This retelling unit of study is designed for the kindergarten classroom. Complete with mini-lessons, anchor charts and graphic organizers.
We have created this unit of study to help your young readers learn how to retell a story to illustrate their literal comprehension of fiction stories. We believe that before they can effectively retell, they will need to learn and understand the important story elements that are an essential part of the fiction stories they read. This unit contains lessons that focus on character, setting, problem and solution before moving onto teaching them how to retell a story in their own words.
Here is the link to most of the resources you will find described below: Retelling Resources
Lesson 1: What is Retelling? Students need to understand what we mean by “retelling” a story. Many times when asked to retell, they will simply open the book and attempt to read it to you. Use our Retelling Anchor Chart to help your students understand what you are asking them to do. A good retelling should have…characters, setting, events in order and problem & solution. We suggest that you display the anchor chart, but cover up the bottom concepts so that you can focus on just one thing at at time. (We have provided two of these – one with just the elements, and one with a short explanation of each story element).

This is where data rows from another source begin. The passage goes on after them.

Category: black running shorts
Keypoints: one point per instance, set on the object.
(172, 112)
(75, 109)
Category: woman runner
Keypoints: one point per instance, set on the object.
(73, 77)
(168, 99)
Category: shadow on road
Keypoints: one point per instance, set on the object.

For this lesson, you will only focus on the line that says “Retelling is telling a story in your own words.” Use a wordless book such as Tuesday by David Weisner or Pancakes by Tomie dePaola. Flip through the book a few times showing pictures, then close it and have class help to retell the story verbally. You might want to record their retell on chart paper, then open the book to look at the pages again and see if their retell included important parts. An additional idea is to use a second wordless picture book (you would need several copies) and have small groups or partners look at the pics and retell as you circulate.

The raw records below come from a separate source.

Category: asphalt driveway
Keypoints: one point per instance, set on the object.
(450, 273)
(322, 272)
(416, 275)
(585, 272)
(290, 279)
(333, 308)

Reading Reminders – These are a series of homework helper slips to use throughout this unit to let parents know what to focus on when reading with their children at home. As you move through the lessons you can send them home so that students can practice what they are learning at school.
Lesson 2: Practice Verbal Retelling using Personal Stories – Many kids love to tell stories about their families or something they have recently done. Begin this lesson by pulling your class together and brainstorming some ideas for how to think of personal stories (an event in their life, a place that they went, etc). Next, explain the directions for the First…Then…Last graphic organizer. This organizer has a series of boxes for students to draw pictures in after sharing their stories verbally with partners. Once you have given students time to share with partners and draw pictures, have a few of them use their organizers to share their retells aloud in front of the class. You might choose to give the rest of the students a bit of time to share their stories/organizers with partners.

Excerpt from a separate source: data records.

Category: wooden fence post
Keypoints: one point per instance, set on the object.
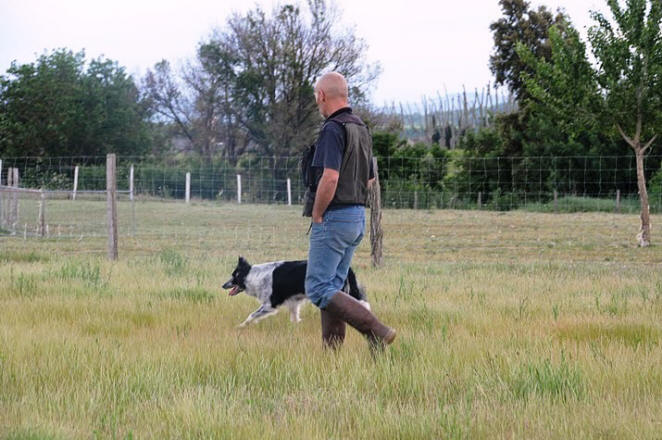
(289, 192)
(14, 200)
(376, 232)
(42, 214)
(73, 196)
(131, 186)
(188, 188)
(238, 188)
(132, 190)
(111, 198)
(618, 200)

Lesson 3: What are Characters? Since we have very young learners, we need to make sure that they know what the term “character” in a story means. For this lesson we have created a What is a Character? Anchor Chart that you can use to facilitate a discussion about characters. Be sure to address the fact that some characters might not be people, but animals, superheroes or maybe even robots. This chart can also serve as a visual reminder to students about what a character in a story is. Find a book from your classroom library that contains a lot of characters. Use our Who is a Character organizer to model how to create a list of all the characters with the class. You might want to model how they can copy the name from the book if they need to. As students do their independent reading today, you can have them do this for a book that they are reading, or you might want to use our half-sheet Character Exit Tickets to do a quick check for understanding. (We have created two versions of both of these resources – one with just a box for pictures/words and another that contains a line for students to write the name of a character in the story. Some students will be ready for writing a name, while others might not quite be their yet.)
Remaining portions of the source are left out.